🤖 AI Summary
To address poor geometric and textural consistency and heavy reliance on large-scale pretraining in multi-view RGB reconstruction for indoor scenes, this paper proposes a NeRF-guided signed distance function (SDF) reconstruction framework. Our method leverages NeRF as a lightweight, scene-adaptive prior that jointly provides geometric constraints—via implicit SDF surfaces—and photometric constraints—via volumetric rendering. We introduce a ray-intersection-based multi-view geometric consistency loss and a confidence-weighted depth consistency loss, significantly improving robustness in texture-deprived regions. Crucially, the approach requires no additional training data or large-scale pretraining. Evaluated on standard benchmarks including ScanNet and Matterport3D, it achieves more complete and higher-fidelity geometric and textural reconstructions, consistently outperforming state-of-the-art methods.
📝 Abstract
Recently, it has shown that priors are vital for neural implicit functions to reconstruct high-quality surfaces from multi-view RGB images. However, current priors require large-scale pre-training, and merely provide geometric clues without considering the importance of color. In this paper, we present NeRFPrior, which adopts a neural radiance field as a prior to learn signed distance fields using volume rendering for surface reconstruction.

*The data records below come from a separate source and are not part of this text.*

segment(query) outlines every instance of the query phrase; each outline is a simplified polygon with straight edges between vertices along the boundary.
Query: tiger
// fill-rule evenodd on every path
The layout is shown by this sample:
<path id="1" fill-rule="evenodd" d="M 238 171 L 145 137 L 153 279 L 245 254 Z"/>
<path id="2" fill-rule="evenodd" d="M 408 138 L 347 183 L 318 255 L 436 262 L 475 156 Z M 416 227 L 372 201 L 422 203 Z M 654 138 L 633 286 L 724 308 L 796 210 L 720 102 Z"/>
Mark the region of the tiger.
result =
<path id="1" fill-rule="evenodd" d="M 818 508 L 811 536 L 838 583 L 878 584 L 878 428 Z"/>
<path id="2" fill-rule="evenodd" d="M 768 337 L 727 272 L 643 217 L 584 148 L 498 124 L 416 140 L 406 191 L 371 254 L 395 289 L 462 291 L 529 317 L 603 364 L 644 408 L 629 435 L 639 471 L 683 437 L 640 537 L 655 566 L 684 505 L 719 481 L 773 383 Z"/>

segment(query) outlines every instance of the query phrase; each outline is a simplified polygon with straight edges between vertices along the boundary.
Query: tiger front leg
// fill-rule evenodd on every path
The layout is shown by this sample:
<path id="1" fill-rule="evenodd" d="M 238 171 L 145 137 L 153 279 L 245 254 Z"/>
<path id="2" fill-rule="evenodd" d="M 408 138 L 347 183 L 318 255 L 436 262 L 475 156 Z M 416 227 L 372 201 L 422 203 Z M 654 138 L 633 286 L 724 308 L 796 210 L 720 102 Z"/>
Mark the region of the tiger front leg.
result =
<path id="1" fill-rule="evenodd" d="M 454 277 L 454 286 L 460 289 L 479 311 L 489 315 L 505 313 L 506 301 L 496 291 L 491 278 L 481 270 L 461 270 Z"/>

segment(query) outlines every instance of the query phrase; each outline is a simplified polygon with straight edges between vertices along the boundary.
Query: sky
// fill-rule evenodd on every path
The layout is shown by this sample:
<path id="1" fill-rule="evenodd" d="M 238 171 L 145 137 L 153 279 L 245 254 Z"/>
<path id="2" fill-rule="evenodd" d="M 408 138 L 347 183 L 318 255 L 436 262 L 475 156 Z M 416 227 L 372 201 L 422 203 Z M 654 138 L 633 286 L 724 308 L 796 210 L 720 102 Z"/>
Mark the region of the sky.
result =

Our NeRF prior can provide both geometric and color clues, and also get trained fast under the same scene without additional data. Based on the NeRF prior, we are enabled to learn a signed distance function (SDF) by explicitly imposing a multi-view consistency constraint on each ray intersection for surface inference. Specifically, at each ray intersection, we use the density in the prior as a coarse geometry estimation, while using the color near the surface as a clue to check its visibility from another view angle. For the textureless areas where the multi-view consistency constraint does not work well, we further introduce a depth consistency loss with confidence weights to infer the SDF. Our experimental results outperform the state-of-the-art methods under the widely used benchmarks.